A 'national recovery plan' is needed to improve people's knowledge of foreign languages, according to a cross-party group of MPs.
The All Party Parliamentary Group on modern languages makes the claim in its manifesto for languages, in which it states that the economy is losing nearly £50 billion per year due to poor language skills.
According to the group, without sustained commitment to raising standards in this area, the UK's international reputation will decline and British firms will find it difficult to trade in other parts of the world.
Young people will suffer as they lose out in the international jobs market, the UK's defence and security interests could be compromised and the nation will miss out on the cultural capital acquired through the study of foreign languages.
In order to reverse the decline in languages, the group is calling on all parties to give their backing to a national recovery programme in their 2015 general election manifestos.
The group says that pupils in the state sector should be given the same opportunities to learn languages as the seven per cent in the independent sector.

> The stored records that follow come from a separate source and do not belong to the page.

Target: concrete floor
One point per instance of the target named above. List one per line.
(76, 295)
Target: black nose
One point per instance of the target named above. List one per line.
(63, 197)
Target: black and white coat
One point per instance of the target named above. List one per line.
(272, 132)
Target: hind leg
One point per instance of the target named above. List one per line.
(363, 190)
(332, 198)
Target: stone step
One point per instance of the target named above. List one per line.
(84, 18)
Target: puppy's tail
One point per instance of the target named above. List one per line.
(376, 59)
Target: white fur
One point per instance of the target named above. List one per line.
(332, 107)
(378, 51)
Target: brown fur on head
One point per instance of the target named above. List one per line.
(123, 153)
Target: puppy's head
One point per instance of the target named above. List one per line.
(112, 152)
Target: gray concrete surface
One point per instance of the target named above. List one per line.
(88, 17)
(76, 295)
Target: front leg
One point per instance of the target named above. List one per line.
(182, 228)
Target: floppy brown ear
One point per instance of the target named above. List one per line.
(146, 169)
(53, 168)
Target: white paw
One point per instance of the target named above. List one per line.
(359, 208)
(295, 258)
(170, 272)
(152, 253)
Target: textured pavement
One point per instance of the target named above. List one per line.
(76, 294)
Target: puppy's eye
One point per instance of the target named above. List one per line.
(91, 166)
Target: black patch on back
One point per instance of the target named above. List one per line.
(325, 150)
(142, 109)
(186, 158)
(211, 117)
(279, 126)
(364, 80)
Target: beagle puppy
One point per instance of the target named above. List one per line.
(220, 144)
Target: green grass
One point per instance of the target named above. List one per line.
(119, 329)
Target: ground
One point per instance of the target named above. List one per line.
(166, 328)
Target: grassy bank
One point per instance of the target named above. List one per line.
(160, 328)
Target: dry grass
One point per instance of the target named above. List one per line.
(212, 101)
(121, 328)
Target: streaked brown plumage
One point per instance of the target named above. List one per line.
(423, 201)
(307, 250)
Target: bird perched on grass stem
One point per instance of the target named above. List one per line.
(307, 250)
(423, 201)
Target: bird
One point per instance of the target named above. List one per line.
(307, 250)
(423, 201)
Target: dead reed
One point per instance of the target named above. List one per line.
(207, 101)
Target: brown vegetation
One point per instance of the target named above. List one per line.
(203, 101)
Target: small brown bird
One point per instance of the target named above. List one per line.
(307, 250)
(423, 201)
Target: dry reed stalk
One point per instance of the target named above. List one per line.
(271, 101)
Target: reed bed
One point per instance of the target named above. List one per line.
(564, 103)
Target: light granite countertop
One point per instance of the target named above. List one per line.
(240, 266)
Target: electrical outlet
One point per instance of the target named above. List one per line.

It says every child should have a high-quality language qualification by the end of secondary school and support should be given to those in teaching jobs to enable them to raise standards of provision.
Research reveals that just nine per cent of English 15 year-olds are competent in their first foreign language beyond a basic level, compared with an average of 42 per cent across 14 countries.
The manifesto reveals a decline in the uptake of language courses, with a ten per cent drop in the number of people taking French and German A-levels during one year. Meanwhile, 44 universities have scrapped language degrees since 2000.
Baroness Coussins, chair of the All Party Parliamentary Group on Modern Languages, said: "The next government will need to take clear, urgent and coherent action to upgrade the UK's foreign language skills.
"Otherwise our young people will continue to fall behind their European and global peers in education and employability; our export growth will be stunted; our international reputation will suffer and our security, defence and diplomacy needs will be compromised."